Gökçek’le o güne kadar tanışmamış olmama rağmen, kimsesiz ve
korunmaya muhtaç çocukların barındığı Çocuk
Esirgeme Kurumu’ndaki sorunlar, TRT’de çalışmaya başladığım
1970
yılından bu yana ilgilendiğim konuların başında geliyor.

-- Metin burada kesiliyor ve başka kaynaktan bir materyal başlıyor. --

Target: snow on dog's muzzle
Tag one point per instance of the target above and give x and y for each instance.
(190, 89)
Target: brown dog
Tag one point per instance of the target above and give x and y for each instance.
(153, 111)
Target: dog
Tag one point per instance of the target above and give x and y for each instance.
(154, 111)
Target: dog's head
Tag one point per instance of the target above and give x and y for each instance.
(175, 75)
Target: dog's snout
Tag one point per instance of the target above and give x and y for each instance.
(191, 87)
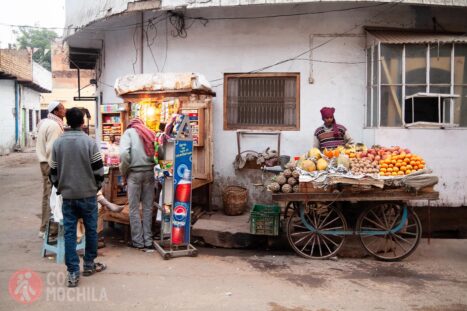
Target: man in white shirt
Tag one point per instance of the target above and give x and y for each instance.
(49, 130)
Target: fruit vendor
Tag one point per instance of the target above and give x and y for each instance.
(330, 134)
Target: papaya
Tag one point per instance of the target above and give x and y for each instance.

Israrla yaptığım haberlerden sonra, yuva ve yurtlardaki
fiziksel koşulların düzelmiş, hatta bazılarının 5 yıldızlı otel
konforuna kavuşmuş olmalarına rağmen, kötü muamele, şiddet, hatta
cinsel istismar gibi utanç verici durumların yer yer devam ediyor
olmasına çok üzülüyorum.
O nedenle randevu isteyen Melih Gökçek’i İstanbul’a davet
ediyorum.
* * *
Belirlediğimiz gün ve saatte Cağaloğlu’ndaki gazete binasına
geliyor.
Uzun uzun gazeteciliğime ve cesaretime duyduğu saygıyı belirttikten
sonra “Sayın Dündar, sizi aramamın asıl nedeni, düzelmesi
için büyük emekler verdiğiniz Çocuk Esirgeme Kurumu’nun içyüzünü,
yıllardır kuruma çöreklenmiş aynı siyasi görüşe sahip bir kadronun
yolsuzluklarını ve çocuklara yaşatılan travmaları hiç gizlemeden
anlatarak, yapacağım radikal değişime desteğinizi almak”
diyor.
Belgelediğini söylediği iddialarını dinledikçe tüylerim
ürperiyor.
İddia ettiği tüm çarpıklıkları yerinde görüntüleme koşuluyla
ilgileneceğimi söylüyorum.
Nitekim birkaç gün sonra çekim ekibiyle Ankara’ya uçuyoruz. Genel
Müdür Gökçek’le yuva ve yurtları geziyor, çarpıcı röportajlar
yapıyor, itirafları dinliyorum.
Kurumun içler acısı halini yansıtan televizyon programı ve
Hürriyet’te yer alan haber büyük yankı yaratıyor.